He brought his hands up and joined the tips of his fingers against his chest. “But it’s another piece in the [p138] jig-saw. In time it will fit into place.” He paused. “It means no more to you than the first, I suppose?”
“No,” Zarwell answered.
He was not a talking man, Bergstrom reflected. It was more than reticence, however. The man had a hard granite core, only partially concealed by his present perplexity. He was a man who could handle himself well in an emergency.
Bergstrom shrugged, dismissing his strayed thoughts. “I expected as much. A quite normal first phase of treatment.” He straightened a paper on his desk. “I think that will be enough for today. Twice in one sitting is about all we ever try. Otherwise some particular episode might cause undue mental stress, and set up a block.” He glanced down at his appointment pad. “Tomorrow at two, then?”
Zarwell grunted acknowledgment and pushed himself to his feet, apparently unaware that his shirt clung damply to his body.
THE sun was still high when Zarwell left the analyst’s office. The white marble of the city’s buildings shimmered in the afternoon heat, squat and austere as giant tree trunks, pock-marked and gray-mottled with windows. Zarwell was careful not to rest his hand on the flesh searing surface of the stone.
The evening meal hour was approaching when he reached the Flats, on the way to his apartment. The streets of the old section were near-deserted. The only sounds he heard as he passed were the occasional cry of a baby, chronically uncomfortable in the day’s heat, and the lowing of imported cattle waiting in a nearby shed to be shipped to the country.
All St.
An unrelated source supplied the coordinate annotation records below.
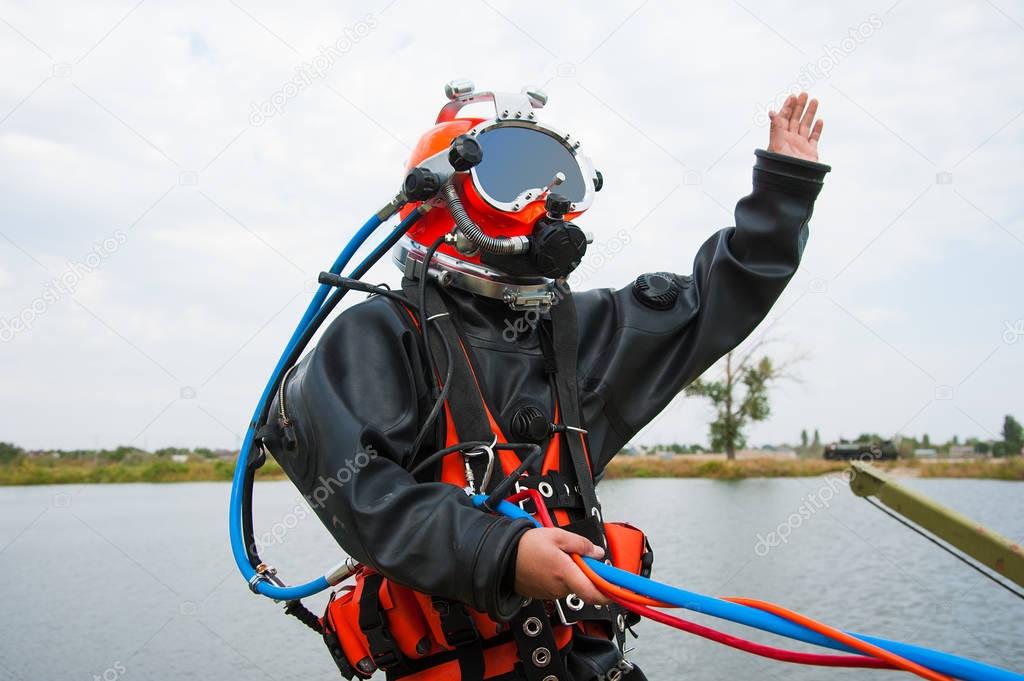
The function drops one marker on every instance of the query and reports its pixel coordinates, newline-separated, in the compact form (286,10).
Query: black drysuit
(358,398)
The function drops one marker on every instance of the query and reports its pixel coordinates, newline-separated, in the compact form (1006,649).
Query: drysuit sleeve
(636,355)
(354,406)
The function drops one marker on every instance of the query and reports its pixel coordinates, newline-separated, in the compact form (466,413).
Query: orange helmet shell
(492,220)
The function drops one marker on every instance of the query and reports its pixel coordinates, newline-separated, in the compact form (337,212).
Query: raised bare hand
(794,130)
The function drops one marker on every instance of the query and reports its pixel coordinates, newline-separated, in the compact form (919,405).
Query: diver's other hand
(794,130)
(544,568)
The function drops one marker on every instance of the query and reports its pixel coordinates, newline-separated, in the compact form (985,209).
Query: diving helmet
(503,192)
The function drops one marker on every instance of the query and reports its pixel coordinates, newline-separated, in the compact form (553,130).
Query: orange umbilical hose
(843,637)
(813,625)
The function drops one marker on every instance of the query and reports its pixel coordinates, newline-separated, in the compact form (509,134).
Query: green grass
(28,471)
(55,471)
(625,467)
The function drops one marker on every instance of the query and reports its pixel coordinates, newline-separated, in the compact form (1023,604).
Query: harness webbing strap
(563,347)
(467,409)
(540,658)
(383,648)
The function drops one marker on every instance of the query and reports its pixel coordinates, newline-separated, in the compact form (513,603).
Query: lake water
(136,582)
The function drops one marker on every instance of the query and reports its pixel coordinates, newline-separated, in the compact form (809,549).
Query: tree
(1013,435)
(739,396)
(9,452)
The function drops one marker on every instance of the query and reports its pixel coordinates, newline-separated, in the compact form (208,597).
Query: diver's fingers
(584,588)
(807,121)
(781,120)
(816,132)
(571,543)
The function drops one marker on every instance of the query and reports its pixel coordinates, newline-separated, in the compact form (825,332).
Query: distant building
(965,452)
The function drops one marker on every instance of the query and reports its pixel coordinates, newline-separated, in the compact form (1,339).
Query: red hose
(630,602)
(772,652)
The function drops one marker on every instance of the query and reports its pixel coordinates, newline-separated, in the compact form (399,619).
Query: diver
(486,374)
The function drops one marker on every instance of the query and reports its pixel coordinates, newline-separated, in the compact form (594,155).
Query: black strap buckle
(457,626)
(382,647)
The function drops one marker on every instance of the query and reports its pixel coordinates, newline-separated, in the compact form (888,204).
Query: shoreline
(27,472)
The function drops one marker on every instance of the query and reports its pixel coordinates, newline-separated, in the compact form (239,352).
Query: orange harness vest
(379,624)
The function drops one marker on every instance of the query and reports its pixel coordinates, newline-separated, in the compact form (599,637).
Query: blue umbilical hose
(322,583)
(944,663)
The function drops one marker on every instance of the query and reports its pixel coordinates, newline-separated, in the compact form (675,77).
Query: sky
(174,176)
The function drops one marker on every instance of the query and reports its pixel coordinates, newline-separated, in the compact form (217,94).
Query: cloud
(138,120)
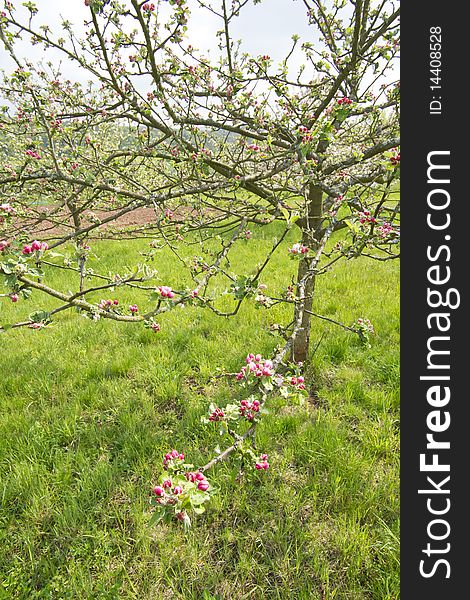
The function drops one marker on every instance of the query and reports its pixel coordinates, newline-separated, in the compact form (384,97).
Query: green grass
(89,408)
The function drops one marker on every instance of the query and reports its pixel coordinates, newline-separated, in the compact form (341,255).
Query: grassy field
(89,408)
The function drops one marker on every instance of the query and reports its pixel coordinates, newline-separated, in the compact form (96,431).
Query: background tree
(211,146)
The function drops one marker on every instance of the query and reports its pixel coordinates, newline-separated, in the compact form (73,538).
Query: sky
(265,28)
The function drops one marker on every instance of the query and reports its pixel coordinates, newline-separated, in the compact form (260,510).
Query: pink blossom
(165,291)
(32,154)
(298,249)
(8,208)
(217,415)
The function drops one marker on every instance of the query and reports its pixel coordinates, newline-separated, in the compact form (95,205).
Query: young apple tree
(213,145)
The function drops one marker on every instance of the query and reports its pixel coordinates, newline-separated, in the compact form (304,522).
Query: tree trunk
(311,227)
(302,339)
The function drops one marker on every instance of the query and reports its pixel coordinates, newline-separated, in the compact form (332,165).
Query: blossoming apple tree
(214,147)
Martin’s has a distinctive smell, as of an arid dried-out swamp, with a faint taint of fish. But in the Flats the odor changes. Here is the smell of factories, warehouses, and trading marts; the smell of stale cooking drifting from the homes of the laborers and lower class techmen who live there.
Zarwell passed a group of smaller children playing a desultory game of lic-lic for pieces of candy and cigarettes. Slowly he climbed the stairs of a stone flat. He prepared a supper for himself and ate it without either enjoyment or distaste. He lay down, fully clothed, on his bed. The visit to the analyst had done nothing to dispel his ennui.